We have a Procurve 5412zl managed switch and two HP J8130A 420 access points. The access points (VLAN currently disabled) each have 2 active SSID's; one authenticating hosts directly on the device with a VLAN ID of 20 and one authenticating over 802.1x (to Windows 2003 IAS) with a VLAN ID of 10. We are using a Cisco ASA firewall/router with 4 interfaces.
We want to create one VLAN for production (ID 10). We want to create another VLAN for guest and DMZ usage (ID 20). The guest/DMZ VLAN will have a CRM application running in it that hosts on the production VLAN will need to be able to access. We will also have Outlook Web Access running on that box. We will need a secure way to pass LDAP and SQL traffic between, or around, the 2 VLANs.

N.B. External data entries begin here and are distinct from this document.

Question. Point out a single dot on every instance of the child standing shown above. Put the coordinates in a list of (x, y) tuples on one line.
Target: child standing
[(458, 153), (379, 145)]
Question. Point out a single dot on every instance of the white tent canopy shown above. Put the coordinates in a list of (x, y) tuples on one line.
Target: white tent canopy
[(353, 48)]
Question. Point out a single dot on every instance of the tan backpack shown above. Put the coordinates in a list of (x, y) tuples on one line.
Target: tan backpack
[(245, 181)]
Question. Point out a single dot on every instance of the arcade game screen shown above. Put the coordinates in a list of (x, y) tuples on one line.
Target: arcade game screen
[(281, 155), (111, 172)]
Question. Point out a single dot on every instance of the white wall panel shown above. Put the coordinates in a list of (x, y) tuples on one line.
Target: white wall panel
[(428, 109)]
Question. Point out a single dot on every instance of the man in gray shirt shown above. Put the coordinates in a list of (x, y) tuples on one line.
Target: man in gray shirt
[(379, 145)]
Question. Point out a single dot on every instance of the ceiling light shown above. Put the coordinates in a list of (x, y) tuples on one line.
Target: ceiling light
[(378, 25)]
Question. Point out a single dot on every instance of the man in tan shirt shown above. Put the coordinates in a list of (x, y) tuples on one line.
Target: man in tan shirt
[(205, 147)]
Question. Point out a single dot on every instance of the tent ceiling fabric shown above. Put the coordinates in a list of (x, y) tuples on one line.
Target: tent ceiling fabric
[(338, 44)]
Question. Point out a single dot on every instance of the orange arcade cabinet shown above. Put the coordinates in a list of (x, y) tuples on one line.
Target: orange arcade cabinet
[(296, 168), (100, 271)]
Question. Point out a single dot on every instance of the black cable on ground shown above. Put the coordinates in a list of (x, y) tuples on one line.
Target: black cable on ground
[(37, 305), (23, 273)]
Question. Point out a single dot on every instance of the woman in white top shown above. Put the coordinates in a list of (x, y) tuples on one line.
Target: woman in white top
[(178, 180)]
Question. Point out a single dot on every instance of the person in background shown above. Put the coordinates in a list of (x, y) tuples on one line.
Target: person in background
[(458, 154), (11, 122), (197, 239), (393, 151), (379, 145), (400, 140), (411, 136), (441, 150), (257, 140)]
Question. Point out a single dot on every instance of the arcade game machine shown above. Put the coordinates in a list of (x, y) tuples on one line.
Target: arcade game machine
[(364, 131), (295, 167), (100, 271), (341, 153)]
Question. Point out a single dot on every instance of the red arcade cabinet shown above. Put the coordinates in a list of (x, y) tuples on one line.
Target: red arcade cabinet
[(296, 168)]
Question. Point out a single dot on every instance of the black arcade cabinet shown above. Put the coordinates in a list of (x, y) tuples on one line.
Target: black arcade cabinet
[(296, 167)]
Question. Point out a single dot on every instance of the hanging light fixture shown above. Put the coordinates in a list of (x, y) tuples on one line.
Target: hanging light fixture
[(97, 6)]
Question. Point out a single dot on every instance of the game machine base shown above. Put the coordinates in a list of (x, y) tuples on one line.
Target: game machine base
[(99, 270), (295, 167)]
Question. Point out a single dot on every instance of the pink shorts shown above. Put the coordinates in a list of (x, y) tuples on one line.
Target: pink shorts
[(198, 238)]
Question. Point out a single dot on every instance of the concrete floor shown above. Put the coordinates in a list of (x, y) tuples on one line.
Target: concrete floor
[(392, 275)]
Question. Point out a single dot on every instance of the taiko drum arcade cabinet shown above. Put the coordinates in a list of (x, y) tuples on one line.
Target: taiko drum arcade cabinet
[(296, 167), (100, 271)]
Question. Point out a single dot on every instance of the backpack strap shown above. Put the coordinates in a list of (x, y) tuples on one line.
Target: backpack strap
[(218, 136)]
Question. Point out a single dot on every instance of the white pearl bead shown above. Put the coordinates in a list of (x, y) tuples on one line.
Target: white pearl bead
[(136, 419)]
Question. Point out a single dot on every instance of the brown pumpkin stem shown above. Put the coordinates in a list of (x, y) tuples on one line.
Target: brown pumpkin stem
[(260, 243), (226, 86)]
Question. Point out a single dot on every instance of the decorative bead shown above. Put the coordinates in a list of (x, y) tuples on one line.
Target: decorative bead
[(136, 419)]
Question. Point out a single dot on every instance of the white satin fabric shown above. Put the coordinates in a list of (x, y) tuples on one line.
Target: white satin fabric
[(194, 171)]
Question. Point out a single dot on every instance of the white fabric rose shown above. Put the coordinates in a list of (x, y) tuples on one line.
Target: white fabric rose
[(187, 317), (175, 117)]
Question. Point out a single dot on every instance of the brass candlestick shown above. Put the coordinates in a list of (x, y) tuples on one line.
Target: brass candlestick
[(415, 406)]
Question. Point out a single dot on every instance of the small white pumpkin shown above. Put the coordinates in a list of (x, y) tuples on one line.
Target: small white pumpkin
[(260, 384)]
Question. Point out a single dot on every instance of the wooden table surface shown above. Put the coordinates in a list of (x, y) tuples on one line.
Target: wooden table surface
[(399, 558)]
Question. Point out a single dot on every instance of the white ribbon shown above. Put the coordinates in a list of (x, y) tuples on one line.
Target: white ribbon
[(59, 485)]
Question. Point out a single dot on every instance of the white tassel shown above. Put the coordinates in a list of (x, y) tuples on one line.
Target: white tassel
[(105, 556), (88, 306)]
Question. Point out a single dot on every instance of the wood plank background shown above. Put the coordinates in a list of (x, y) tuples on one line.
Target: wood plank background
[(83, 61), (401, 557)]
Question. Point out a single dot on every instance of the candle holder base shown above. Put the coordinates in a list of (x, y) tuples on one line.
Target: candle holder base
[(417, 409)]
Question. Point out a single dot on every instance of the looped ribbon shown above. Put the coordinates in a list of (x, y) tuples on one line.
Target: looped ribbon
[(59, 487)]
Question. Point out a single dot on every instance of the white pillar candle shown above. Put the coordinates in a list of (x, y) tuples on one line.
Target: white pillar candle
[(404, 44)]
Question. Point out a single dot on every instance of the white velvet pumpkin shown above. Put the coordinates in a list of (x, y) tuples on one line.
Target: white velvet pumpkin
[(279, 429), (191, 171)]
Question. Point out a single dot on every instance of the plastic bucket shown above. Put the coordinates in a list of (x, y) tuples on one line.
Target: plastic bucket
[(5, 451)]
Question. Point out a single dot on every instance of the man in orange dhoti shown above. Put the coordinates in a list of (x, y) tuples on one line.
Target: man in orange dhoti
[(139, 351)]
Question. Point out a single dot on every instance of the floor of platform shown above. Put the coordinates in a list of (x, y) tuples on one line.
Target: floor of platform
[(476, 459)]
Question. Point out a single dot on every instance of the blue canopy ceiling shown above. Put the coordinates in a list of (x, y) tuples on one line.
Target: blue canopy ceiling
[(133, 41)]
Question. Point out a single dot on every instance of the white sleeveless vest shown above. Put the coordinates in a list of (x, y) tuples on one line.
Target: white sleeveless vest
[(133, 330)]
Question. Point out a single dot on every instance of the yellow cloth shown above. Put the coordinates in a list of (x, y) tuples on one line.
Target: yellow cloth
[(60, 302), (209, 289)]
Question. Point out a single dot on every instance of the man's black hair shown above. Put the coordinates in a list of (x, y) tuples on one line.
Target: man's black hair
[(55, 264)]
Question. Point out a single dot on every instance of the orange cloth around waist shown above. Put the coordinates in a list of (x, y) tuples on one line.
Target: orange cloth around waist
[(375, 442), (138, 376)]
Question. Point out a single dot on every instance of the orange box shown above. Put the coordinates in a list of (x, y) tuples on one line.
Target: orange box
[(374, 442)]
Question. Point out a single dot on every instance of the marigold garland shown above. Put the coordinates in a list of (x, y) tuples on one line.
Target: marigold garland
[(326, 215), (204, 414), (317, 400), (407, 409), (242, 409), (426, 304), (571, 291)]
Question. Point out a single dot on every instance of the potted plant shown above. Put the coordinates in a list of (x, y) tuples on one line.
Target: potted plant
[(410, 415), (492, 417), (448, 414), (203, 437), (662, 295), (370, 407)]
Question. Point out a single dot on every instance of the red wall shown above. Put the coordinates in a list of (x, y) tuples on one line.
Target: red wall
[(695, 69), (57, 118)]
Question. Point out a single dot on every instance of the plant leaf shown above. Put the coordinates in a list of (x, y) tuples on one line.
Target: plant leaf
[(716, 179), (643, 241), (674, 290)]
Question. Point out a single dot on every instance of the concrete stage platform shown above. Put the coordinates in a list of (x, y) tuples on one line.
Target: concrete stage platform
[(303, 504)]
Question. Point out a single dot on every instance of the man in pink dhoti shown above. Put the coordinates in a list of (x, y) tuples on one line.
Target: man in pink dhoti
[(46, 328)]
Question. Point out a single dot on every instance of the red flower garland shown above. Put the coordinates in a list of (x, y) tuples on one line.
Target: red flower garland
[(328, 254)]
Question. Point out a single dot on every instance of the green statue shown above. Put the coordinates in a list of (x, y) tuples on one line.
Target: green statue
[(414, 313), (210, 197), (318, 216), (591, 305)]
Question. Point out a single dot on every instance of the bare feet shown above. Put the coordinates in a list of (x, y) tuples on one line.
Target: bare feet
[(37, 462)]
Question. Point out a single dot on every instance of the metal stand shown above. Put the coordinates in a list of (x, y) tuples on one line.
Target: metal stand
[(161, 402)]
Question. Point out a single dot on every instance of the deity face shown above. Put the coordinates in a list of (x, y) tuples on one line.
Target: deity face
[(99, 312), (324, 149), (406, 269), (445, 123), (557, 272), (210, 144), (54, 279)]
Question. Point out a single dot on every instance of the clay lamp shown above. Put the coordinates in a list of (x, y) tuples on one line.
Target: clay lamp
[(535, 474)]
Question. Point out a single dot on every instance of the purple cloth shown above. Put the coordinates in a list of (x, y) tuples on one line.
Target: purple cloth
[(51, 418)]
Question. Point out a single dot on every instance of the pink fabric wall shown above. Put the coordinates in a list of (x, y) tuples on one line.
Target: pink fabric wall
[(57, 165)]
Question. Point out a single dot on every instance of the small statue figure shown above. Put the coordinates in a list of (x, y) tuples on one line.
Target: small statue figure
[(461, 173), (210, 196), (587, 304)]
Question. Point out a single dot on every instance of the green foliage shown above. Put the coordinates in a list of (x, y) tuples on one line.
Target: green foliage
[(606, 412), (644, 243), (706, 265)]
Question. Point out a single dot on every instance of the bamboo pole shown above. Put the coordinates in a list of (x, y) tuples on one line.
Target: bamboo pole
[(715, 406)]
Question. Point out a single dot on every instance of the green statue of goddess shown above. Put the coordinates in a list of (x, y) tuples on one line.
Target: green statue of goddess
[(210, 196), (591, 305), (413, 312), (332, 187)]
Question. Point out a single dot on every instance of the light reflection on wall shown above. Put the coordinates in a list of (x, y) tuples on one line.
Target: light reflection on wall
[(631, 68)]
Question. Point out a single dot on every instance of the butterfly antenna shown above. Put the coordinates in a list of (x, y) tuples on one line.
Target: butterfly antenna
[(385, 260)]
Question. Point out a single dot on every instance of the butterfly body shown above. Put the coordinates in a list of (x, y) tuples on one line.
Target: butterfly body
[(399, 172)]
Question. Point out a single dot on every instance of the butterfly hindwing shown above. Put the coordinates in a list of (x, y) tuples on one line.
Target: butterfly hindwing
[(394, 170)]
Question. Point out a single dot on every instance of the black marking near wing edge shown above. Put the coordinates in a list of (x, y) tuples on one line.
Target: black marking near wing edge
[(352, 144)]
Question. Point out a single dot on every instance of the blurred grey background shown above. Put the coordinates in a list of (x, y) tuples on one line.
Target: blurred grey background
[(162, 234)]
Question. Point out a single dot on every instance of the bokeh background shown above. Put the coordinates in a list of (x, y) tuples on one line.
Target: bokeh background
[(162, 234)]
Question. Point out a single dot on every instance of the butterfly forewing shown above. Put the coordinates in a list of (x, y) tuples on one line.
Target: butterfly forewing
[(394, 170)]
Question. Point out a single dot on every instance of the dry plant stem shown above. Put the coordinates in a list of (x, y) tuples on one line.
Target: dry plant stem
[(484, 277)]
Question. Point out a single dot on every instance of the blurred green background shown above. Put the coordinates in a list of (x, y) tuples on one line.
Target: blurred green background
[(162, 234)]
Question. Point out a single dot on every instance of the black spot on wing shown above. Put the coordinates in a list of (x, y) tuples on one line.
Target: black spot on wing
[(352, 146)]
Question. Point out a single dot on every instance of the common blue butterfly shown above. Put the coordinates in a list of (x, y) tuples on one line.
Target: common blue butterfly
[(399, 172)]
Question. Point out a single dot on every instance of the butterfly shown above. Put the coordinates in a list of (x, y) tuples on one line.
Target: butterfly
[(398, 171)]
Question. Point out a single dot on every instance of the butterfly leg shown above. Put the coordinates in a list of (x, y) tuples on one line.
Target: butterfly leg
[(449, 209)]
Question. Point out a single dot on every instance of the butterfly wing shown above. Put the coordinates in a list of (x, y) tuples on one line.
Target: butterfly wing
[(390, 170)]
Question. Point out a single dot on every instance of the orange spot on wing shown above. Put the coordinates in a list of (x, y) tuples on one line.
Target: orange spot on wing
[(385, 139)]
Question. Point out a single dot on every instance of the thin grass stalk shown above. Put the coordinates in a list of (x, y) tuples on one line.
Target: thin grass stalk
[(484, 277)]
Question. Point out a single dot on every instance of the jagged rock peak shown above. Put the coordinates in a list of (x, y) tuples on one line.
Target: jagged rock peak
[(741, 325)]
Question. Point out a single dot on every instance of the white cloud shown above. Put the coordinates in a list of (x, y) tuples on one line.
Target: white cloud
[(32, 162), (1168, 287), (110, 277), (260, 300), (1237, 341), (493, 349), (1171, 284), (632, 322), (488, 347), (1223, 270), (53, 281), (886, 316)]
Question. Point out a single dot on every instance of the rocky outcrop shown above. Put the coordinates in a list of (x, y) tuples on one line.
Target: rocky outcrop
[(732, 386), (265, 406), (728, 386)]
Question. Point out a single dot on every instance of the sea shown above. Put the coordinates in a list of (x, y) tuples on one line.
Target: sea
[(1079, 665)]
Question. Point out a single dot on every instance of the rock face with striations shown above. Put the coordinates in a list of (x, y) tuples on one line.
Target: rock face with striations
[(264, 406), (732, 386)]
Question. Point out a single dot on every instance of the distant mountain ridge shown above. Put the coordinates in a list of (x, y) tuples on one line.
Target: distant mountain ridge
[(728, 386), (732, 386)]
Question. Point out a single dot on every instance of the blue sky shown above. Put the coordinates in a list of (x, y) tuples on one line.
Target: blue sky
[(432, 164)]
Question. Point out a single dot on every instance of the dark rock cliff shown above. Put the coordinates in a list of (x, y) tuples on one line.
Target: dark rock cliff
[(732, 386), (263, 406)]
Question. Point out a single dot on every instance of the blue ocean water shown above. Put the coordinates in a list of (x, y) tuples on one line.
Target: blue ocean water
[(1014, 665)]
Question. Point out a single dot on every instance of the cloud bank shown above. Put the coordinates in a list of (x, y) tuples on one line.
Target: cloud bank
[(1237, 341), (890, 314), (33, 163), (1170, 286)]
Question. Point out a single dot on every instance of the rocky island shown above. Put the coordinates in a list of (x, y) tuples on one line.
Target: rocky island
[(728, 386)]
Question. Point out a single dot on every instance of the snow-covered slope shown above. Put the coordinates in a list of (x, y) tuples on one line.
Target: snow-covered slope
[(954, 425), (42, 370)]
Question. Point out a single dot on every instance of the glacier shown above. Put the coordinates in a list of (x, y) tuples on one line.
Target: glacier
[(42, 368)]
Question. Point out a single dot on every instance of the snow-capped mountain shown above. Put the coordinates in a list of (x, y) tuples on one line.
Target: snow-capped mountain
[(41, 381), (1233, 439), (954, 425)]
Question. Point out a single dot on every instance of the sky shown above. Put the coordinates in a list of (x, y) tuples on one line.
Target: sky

- For optimal security, would we be better guided to use an application such as Microsoft ISA Server to handle LDAP and SQL traffic between the 2 VLANs, or could we make use of trunking on the switch to avoid that?
- Would it be best to use routing on the Cisco ASA to manage traffic between VLAN 10 and 20?
- Would we simply tag the ports we are going to use to connect to the router with 10 or 20, or is there something else that would need to be done?
- What is the "untagged" property and would we need to use it to dedicate ports to a VLAN or would tagging accomplish that?
We currently have VLAN disabled on the access points. They each have 2 SSID's; both SSID's are tagged; one for VLAN ID 10 and one for ID 20. We need to route traffic to both switch VLANs over one single wired interface per AP.
- To allow packets to be routed to their respective destination VLANs, can we simply trunk the ports that each of these AP's will connect to?